# Skidloader Charging Problems



## Philbilly2 (Aug 25, 2007)

Ok, it is hard for a guy like me to swallow my pride and ask for help. But, I am sure that someone has had this problem, and I just don't have the time to screw around with this right now.

My 2001 863 Bobcat Skidloader. It either has a bad alternator or a bad battery.

Here is what she does.

If I put the trickle charger on the battery, it will start great for about 30 times, then start good for about 10 times, then barely start about 5 times. From my experence with running tractors, I understand that a diesel can run without use power from the alternator or battery once it is running. The only thing with the tractors was that the electronics and the lights would not work if the alternator was bad. My lights and dash work fine.

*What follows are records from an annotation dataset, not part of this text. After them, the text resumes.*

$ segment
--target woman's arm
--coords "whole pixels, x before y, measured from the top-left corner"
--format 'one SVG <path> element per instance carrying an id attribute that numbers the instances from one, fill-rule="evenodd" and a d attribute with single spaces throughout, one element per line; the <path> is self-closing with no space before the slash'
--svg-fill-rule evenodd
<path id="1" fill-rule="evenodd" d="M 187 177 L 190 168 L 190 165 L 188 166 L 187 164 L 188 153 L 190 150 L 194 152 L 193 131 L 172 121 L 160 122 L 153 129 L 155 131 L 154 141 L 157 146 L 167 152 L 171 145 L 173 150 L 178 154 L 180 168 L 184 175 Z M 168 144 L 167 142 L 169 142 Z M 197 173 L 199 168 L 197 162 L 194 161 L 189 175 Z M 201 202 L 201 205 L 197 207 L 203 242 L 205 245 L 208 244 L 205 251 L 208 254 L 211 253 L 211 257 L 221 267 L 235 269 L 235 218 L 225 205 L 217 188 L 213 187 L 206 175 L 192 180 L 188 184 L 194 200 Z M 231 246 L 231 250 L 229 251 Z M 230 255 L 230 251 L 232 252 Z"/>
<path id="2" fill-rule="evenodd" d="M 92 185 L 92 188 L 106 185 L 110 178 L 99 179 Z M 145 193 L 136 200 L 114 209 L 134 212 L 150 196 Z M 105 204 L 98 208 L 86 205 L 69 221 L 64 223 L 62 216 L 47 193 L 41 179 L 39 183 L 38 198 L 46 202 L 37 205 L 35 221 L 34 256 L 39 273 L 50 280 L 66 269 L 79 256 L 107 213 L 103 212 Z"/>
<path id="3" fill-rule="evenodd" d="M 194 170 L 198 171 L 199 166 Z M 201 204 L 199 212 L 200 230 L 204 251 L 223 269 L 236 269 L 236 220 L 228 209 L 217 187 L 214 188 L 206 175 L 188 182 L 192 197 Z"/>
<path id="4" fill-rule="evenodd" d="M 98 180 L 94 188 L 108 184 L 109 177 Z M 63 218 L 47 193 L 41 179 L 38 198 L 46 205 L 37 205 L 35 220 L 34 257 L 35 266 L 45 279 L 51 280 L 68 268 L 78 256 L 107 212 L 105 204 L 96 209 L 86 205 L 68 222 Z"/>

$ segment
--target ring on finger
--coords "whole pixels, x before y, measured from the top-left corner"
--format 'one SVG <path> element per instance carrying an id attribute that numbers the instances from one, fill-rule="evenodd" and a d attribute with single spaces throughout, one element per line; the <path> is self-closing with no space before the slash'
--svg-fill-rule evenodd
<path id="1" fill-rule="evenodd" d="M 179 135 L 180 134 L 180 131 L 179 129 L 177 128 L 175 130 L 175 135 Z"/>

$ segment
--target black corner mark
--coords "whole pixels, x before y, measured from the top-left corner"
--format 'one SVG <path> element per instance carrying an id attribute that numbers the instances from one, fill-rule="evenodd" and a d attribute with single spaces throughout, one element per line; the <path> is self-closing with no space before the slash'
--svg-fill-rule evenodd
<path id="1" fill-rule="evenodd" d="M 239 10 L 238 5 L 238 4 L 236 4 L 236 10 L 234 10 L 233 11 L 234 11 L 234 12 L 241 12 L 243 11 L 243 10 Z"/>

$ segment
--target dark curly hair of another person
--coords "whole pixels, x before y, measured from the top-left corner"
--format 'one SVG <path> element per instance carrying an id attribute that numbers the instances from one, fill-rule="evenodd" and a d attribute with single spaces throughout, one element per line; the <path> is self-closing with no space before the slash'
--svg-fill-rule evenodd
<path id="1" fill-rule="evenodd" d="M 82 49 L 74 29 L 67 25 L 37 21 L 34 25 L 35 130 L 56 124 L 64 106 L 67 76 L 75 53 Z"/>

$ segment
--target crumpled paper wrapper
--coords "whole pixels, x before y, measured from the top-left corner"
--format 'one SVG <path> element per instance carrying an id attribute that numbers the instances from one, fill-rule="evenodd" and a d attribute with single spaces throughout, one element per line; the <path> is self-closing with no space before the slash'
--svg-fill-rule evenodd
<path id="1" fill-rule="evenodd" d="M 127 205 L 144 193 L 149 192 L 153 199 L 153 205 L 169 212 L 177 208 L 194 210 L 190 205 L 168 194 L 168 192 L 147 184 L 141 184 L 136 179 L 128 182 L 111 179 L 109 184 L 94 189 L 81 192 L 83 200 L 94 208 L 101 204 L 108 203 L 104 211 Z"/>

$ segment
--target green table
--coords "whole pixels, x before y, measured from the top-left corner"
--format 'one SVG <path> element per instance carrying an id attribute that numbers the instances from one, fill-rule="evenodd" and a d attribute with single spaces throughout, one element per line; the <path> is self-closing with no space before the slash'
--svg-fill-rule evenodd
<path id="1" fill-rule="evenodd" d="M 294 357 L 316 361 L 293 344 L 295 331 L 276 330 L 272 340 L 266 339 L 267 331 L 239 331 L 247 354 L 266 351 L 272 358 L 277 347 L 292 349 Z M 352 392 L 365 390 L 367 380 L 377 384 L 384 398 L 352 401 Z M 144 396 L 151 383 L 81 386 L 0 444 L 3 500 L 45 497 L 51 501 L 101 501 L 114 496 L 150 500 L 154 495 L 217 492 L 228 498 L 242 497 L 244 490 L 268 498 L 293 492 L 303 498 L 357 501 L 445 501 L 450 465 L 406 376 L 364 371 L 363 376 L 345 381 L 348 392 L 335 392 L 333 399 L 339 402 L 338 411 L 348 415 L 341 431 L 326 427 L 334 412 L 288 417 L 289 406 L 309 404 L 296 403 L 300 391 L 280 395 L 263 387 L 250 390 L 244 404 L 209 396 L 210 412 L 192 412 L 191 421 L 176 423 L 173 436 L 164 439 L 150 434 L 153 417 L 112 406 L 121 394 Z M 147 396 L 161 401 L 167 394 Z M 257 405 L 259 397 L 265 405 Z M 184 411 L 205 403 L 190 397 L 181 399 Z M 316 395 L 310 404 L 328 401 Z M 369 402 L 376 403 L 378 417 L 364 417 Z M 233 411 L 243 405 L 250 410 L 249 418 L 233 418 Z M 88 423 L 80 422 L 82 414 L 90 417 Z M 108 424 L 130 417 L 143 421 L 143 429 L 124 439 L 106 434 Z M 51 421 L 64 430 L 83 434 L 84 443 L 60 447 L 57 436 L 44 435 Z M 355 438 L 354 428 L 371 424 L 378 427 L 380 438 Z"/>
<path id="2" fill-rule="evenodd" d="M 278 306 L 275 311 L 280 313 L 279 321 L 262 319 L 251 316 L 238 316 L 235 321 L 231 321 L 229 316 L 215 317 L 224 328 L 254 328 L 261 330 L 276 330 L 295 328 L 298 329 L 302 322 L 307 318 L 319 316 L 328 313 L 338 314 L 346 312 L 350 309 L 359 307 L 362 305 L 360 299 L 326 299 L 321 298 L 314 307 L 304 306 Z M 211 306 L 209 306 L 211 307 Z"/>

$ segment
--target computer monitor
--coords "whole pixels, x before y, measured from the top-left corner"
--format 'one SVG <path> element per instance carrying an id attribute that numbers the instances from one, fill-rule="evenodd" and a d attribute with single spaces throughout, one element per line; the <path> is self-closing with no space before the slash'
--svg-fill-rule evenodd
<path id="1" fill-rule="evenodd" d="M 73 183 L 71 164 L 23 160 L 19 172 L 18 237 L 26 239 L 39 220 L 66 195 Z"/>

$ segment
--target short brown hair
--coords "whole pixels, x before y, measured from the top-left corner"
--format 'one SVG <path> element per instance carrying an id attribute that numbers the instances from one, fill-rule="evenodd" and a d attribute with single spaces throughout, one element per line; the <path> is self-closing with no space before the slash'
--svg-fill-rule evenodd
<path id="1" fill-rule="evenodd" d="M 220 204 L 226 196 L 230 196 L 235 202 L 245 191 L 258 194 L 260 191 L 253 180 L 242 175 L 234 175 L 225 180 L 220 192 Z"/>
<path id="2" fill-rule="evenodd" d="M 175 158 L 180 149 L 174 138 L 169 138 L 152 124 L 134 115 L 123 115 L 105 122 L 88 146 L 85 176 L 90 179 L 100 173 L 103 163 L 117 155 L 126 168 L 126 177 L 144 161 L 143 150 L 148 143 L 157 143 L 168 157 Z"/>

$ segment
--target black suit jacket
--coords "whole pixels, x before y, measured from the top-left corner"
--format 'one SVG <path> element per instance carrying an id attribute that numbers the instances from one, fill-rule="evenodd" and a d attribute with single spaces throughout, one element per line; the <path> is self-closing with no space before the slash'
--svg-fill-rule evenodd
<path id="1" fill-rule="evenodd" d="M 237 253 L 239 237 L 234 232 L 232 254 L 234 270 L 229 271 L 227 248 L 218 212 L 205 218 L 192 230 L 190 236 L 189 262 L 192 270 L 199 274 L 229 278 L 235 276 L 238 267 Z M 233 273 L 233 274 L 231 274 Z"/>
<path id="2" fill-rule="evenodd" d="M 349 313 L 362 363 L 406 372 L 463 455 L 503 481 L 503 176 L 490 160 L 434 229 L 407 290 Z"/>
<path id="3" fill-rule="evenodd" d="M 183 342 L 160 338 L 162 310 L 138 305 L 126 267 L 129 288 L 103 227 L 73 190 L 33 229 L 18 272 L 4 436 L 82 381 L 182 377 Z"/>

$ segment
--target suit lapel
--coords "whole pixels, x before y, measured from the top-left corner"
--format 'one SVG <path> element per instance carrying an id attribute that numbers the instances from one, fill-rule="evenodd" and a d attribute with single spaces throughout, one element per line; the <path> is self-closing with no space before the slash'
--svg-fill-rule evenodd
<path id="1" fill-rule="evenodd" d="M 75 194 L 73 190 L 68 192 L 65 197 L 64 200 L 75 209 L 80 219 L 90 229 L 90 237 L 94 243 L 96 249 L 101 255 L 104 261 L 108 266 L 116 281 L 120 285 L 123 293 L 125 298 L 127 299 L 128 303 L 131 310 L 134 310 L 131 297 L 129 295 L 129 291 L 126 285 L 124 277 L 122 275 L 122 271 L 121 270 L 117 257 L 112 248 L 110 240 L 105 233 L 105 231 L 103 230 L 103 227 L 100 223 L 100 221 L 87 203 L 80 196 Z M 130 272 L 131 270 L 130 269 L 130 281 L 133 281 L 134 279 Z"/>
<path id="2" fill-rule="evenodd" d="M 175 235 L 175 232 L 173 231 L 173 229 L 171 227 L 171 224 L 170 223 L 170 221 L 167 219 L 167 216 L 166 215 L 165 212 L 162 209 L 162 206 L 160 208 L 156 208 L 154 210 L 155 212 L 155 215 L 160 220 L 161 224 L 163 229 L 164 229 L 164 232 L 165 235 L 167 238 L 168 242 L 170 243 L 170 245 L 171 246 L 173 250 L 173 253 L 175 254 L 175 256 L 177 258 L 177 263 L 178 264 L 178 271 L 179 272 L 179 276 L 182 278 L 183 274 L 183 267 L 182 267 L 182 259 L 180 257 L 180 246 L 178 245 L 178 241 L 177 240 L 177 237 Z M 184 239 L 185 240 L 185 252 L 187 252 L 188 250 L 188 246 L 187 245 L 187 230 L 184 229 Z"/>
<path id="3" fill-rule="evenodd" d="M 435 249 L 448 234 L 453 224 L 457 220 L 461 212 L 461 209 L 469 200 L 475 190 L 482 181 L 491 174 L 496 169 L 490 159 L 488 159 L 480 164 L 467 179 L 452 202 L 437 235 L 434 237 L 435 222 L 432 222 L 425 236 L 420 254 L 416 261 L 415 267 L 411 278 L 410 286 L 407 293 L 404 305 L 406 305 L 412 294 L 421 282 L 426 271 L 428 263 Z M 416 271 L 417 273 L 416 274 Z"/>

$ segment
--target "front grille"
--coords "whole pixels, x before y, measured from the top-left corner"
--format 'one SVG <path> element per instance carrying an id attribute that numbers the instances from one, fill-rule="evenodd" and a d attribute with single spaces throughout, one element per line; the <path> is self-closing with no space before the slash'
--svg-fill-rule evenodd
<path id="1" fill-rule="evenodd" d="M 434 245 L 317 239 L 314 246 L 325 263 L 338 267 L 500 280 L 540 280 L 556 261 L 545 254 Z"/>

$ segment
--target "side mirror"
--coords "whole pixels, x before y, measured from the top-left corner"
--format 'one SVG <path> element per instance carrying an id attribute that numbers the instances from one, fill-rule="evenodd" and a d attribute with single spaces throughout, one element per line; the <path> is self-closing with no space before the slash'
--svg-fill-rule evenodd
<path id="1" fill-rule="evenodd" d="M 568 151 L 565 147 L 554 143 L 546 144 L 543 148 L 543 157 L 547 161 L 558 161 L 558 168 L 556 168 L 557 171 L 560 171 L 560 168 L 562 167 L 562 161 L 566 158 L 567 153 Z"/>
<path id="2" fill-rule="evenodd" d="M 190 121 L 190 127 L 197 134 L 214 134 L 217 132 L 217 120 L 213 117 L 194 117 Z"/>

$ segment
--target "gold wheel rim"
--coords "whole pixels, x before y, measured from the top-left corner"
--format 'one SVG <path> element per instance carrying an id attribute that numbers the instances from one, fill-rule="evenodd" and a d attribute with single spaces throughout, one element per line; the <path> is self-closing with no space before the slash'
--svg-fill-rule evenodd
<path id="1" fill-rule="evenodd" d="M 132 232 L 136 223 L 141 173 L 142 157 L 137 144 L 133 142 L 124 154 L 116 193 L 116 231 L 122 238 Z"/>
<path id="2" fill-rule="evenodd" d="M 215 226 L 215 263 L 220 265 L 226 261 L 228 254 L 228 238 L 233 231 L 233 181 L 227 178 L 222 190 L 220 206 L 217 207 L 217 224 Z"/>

The other part is once it starts going getting down to the good starts, I have put a voltage tester on the battery and it still reads 12.84V. Does that mean that the battery is just a weak battery or the alternator is shot and not putting a good charge to the battery?

Any help would be great.


----------



## xtreem3d (Nov 26, 2005)

a very quick check we used to do was hold a screwdriver blade right behind the center of the alt to see if it was magnetic if it wasn't them alt or reg were probably bad


----------



## Philbilly2 (Aug 25, 2007)

What does that show? I have never heard of that.


----------



## Plowfixguys (Oct 17, 2009)

12.84 volts is low. You should have about 13.5 I have seen them run as high as 14.5. The alternator has to charge above battery voltage to keep it charged. Make sure belt is not slipping and cables are clean at the battery, alternator and ground. If all is good find a rebuilder and have it bench tested.


----------